No Industry 4.0 without RFID and Sensors
Cost reductions resulting from transparent supply chains, workpiece-controlled production lines or preventive maintenance measures would not be possible without the interaction of identification methods, sensors, software, and secure data storage concepts. Fraunhofer IPMS will demonstrate a system made up of various wireless RFID sensors, specially-developed RFID OPC UA middleware and a tamper-proof data storage concept based on blockchain technology at this year's Hannover Messe.
Visitors to the world's largest trade show for industrial technology can view the Fraunhofer IPMS system demonstration at the OPC Foundation booth from 23-27 April.

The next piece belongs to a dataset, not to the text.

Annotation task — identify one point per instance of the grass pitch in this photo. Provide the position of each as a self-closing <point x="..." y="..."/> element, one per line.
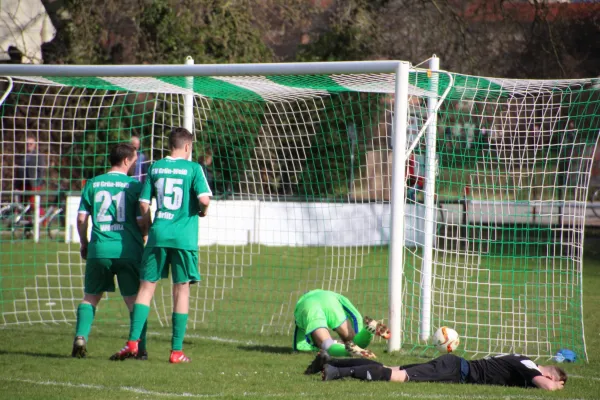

In addition to RFID Auto-ID technology, sensors play a key role in the Industry 4.0 world. Real objects must be clearly identifiable for correlation in the virtual world and sensors must be able to monitor various conditions affecting them. Researchers at Fraunhofer IPMS have combined both, thereby linking the two technologies of automatic object identification and wireless acquisition of temperature, inclination, humidity and other sensor-provide data.
RFID systems often bound to manufacturer
Because some RFID technology currently found in today's industrial processes are often manufacturer-bound, hardware alone cannot solve the problem. Fraunhofer IPMS Head of Wireless Microsystems Frank Deicke explains, “Companies with RFID technologies already integrated in their processes repeatedly face limitations due to being tied to specific manufacturers.
Some components are unable to assimilate over diverse frequencies and manufacturers and therefore cannot be connected to the superordinate control system or cloud services without investing strong integration efforts.” RFID middleware based on the OPC UA – Auto-ID companion specification provides a solution for simplified system integration.
According to Dr. Deicke, RFID sensor system applications are typically found in areas relying on wireless measured value acquisition and data transfer. Such areas of application can include monitoring the temperature of goods moving along the logistics chain, the mechanical conditions placed on rotating components of machine tools, or the moisture and temperature levels in hard-to-reach or harsh environments.
Blockchain as data storage concept
Global business and industry demands today exceed simply collecting and processing data. Modern production processes involve numerous manufacturers, logistics companies and other participants. Often, data from manufacturing and delivery processes needs to be shared among partners across the entire supply chain. Blockchain technology offers a transparent and tamper-proof approach currently under research.
Visitors to the Hannover Messe can view both blockchain technology demonstrated through a production process, as well as various RFID sensors and the OPC UA RFID middleware ROAD server at Booth A11 in Hall 9.